Leggendo il titolo di questo articolo verrebbe voglia di dire: Non scherziamo proprio. Eppure la famosa applicazione Uber, che si sostituisce al servizio taxi, fornendo un servizio auto con conducente, stringe una preziosa alleanza.
Uber si allea con Spotify per offrire la musica in streaming nella macchina durante il percorso di autonoleggio. Questo accordo prevede una crescita del fatturato fino al 300% nei due anni a seguire e un’eventuale debutto in borsa. Dopo solamente 5 anni di vita, si stimano guadagni per circa 10 miliardi di dollari entro il 2015, stesso valore che dovrebbe raggiungere Facebook dopo 10 anni di attività.
Ovviamente parliamo di due modelli totalmente diversi, uno legato alla fornitura di servizi, l’altro al mero guadagno pubblicitario ma che generano entrambi cifre astronomiche che attirano, nel caso di Uber, moltissimo interesse.

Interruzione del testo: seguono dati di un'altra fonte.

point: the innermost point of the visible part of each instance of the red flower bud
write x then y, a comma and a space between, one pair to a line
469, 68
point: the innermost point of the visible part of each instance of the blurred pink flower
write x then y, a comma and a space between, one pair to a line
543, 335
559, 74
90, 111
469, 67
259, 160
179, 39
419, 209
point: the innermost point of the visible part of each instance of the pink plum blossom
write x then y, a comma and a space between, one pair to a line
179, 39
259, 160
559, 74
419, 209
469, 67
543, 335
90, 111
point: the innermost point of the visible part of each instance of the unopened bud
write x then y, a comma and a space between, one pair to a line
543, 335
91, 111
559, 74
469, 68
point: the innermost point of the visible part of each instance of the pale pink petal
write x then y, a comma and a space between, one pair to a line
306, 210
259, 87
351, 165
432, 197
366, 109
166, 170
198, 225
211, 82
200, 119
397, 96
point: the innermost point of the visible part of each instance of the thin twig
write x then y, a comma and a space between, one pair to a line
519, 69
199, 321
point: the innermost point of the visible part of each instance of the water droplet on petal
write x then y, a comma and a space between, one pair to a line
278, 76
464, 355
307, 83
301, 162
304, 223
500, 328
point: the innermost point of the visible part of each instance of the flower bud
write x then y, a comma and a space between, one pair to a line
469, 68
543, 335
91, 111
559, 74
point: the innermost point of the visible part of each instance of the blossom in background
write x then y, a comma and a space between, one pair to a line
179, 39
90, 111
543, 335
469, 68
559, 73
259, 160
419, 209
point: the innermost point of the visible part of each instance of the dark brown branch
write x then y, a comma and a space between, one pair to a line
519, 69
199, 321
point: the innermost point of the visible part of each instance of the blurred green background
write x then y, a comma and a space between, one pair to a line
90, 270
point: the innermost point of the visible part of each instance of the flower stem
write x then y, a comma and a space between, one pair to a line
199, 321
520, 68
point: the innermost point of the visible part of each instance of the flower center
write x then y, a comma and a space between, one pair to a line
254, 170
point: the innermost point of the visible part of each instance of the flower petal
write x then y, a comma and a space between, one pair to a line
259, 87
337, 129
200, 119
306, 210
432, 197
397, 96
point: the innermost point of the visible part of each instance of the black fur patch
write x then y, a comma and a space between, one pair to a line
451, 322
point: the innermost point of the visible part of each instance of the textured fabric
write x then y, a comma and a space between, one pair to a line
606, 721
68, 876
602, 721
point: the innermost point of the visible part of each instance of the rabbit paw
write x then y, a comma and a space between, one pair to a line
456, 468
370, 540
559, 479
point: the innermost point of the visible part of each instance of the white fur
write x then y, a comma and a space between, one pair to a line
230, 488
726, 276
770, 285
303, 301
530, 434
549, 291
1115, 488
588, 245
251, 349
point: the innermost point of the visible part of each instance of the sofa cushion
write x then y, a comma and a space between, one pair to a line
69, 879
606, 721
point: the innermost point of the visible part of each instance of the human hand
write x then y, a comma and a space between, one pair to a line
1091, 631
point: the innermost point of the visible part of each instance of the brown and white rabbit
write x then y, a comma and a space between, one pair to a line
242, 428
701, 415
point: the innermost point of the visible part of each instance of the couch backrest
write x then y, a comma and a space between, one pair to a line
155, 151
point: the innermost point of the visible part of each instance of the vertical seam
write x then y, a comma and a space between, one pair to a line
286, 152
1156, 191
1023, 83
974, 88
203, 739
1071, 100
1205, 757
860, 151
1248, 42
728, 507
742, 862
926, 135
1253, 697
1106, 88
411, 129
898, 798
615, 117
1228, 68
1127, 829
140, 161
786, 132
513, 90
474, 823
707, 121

In Italia è stata accolta con molto scetticismo tra le ire dei tassisti e i divieti del ministro dei trasporti Maurizio Lupi, ma dopo aver spopolato a Roma e Milano, la famosa applicazione Uber è poi sbarcata anche a Genova. La crescita della startup di San Francisco è stata esponenziale e pare destinata a non fermarsi. L’accordo con Spotify ne è la testimonianza che unita alle altre collaborazioni, a partire da Starbucks alla National Football League, per raggiungere la più ampia fetta di pubblico possibile.
Considerando che Uber trattiene il 20% da ogni transazione effettuata con la propria App, possiamo calcolare facilmente come da ricavi di 10 miliardi di dollari si arrivi ai 2 miliardi di utile raccolto in questi anni. Soldi che comunque vengono investiti in marketing per attirare nuovi clienti e in rimborsi vari per multe varie che gli autisti subiscono, sopratutto nel nostro paese dove le norme non sono ancora chiare, e che non possono passare inosservati considerando le stime di crescita fatte fino ad ora.